Much of the technology discussed throughout Set Top Boxing is either obsolete or soon to be, as television transmission technologies evolve, older technologies fall out of favour or more modern revisions become incompatible with older receivers.
In the computer world, this phasing out of support, technological redundancy, and future incompatibility is handled extensively by emulation and a market for hobbyist-designed expansions and restoration products for now-obsolete computers. Not every machine is preserved and usable in its entirety as some peripherals may be rare or difficult to recreate, but almost every piece of home gaming or productivity equipment one might commonly think of is preserved in some sense or another by dedicated fans and enthusiasts.
Efforts of a similar kind are unfortunately not as commonly found within other areas of home technology, where equipment tends to be considered less noteworthy or more disposable. There are projects of relevance, most notably hacktv (software to produce many analogue television signals to feed into various forms of old equipment such as PAL FM satellite receivers, D-MAC receivers, or 405-line televisions. Within the television history community, there exist 625-line PAL to 405-line signal converters, however these are purpose-built, expensive, and can perform only that duty. Amateur radio enthusiasts have some tools for transmitting television signals, however these are also fairly specific and intended for amateur radio licence-holders. These projects are few and far between when compared to computer preservation and often less accessible, they also tend not to target service-specific receivers which results in compatibility issues with receivers designed explicitly to operate on a particular company’s transmissions.
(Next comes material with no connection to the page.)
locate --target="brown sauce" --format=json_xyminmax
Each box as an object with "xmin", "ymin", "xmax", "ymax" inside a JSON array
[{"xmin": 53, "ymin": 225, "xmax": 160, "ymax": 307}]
Whilst hacktv admirably generates a broad array of exciting signals for any vintage television enthusiast, its purpose is purely analogue, it does not cover digital technologies such as DVB. This is the purpose of gonedigital; to continue that lineage of television reception equipment from the late 1980s and early 1990s as served by hacktv into the digital era of the late 1990s and early 2000s. It is intended to be a project which documents and implements transmissions compatible with the likes of ONdigital DVB-T (which inspired its name), Cable & Wireless/Telewest/NTL DVB-C, and Sky Digital Digibox DVB-S receivers.
These receivers are nominally DVB-compliant, but aspects of them (commonly EPG data, for example) are often custom and do not work correctly with simplistic DVB transmissions which would better suit more generic receivers not affiliated with any particular broadcaster. Some receivers of this type, in particular many digital cable receivers, simply will not even boot without the appropriate signal present. This makes it very difficult to produce modern, high-quality videos and screenshots documenting their behaviour and user-interface appearance. This is the drive behind gonedigital, to enable once again (and to maintain, as services continue to abandon older receivers) the operation – as close to full is as reasonably achievable – of these receivers such that they may be experienced and documented as they were intended to be used over twenty years ago.